The carcass of an abandoned hotel on the Greek island of Kos has become a grim shelter for scores of migrants fleeing war and poverty as Europe faces its worst refugee crisis in decades. Dozens of people sit around the empty swimming pool, others lie on mattresses cramming the reception area of the Captain Elias hotel, while tents and huts cobbled together from cardboard and branches fill the garden.
The fields beyond serve as toilets, the fence as a washing line to dry clothes.
"No one has come to give us food in four days. And even when someone comes, it's never enough. We are too many people here," said Ersha, a 25-year-old engineer from Herat, Afghanistan, who has run out of money after paying smugglers $5,000 (4,500 euros) to reach Kos.
The Greek island has come to symbolise Europe's shambolic response to the refugee crisis which EU Migration Commissioner Dimitris Avramopoulos described on Friday as "the worst since the Second World War".

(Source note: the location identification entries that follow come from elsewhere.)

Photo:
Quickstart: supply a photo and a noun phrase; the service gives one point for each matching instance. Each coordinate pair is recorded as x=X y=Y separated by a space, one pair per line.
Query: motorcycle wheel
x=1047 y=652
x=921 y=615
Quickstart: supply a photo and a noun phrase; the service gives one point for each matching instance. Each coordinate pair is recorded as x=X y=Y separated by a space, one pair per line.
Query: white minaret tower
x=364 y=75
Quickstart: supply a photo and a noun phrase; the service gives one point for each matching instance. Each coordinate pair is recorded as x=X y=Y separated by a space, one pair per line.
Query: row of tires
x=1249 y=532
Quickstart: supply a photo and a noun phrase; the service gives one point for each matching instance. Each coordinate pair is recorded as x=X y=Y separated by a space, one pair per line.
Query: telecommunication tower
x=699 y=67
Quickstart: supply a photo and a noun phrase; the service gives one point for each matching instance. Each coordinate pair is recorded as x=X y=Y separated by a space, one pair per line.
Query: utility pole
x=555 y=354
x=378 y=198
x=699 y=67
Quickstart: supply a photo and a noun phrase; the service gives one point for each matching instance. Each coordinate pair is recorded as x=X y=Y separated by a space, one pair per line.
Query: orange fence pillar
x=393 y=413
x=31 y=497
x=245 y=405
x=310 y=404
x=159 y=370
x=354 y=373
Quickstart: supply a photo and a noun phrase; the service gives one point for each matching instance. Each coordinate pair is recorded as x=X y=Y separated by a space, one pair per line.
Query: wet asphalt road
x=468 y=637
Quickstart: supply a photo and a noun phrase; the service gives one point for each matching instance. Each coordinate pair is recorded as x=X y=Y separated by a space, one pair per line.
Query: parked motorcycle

Last week their were chaotic scenes when overwhelmed police beat migrants with truncheons and sprayed them with fire extinguishers at a sports stadium on the island, where 2,000 refugees had been gathered for processing.
Many, like the residents of the hotel, had been sleeping rough on the island for weeks. "I have been here 17 days. I want to go to Athens, and then to Germany or Sweden," said Ersha, who travelled from Afghanistan to Greece via Pakistan, Iran and Turkey to flee "kidnapping and bombings".
"In Afghanistan, each man has a militia and you must obey somebody. I wanted another life," he said.
But he and many others at the Captain Elias feel abandoned. The hotel is not an official shelter, and therefore offers its inhabitants practically nothing.
Behna, who came to Kos from Iran, said, "The situation here is very bad. In the night there is no electricity, so we all sleep at 7:00 or 8:00 pm. It is very sad."
A couple from the United States drive up to the hotel, and dozens of people rush outside to greet them.
They are volunteers who have come and hand out much-needed food, water and nappies for the babies.
At first, laughter rings out from the crowd as people grab at oranges, tomatoes and water bottles. But sheer desperation triggers a fist fight between two of the migrants, and it takes their friends to separate them.
Women and children look on, some of the younger ones crying in confusion.
Sirus, one of the volunteers, is a sailor who lives and works on boats all year round with his wife.
"We're ordinary citizens who are trying to give a hand. I don't know where the governments are," said Sirus, who is in his 40s and did not give his last name.
"They're just normal people just like you and I, trying to make their way in the world," he told AFP.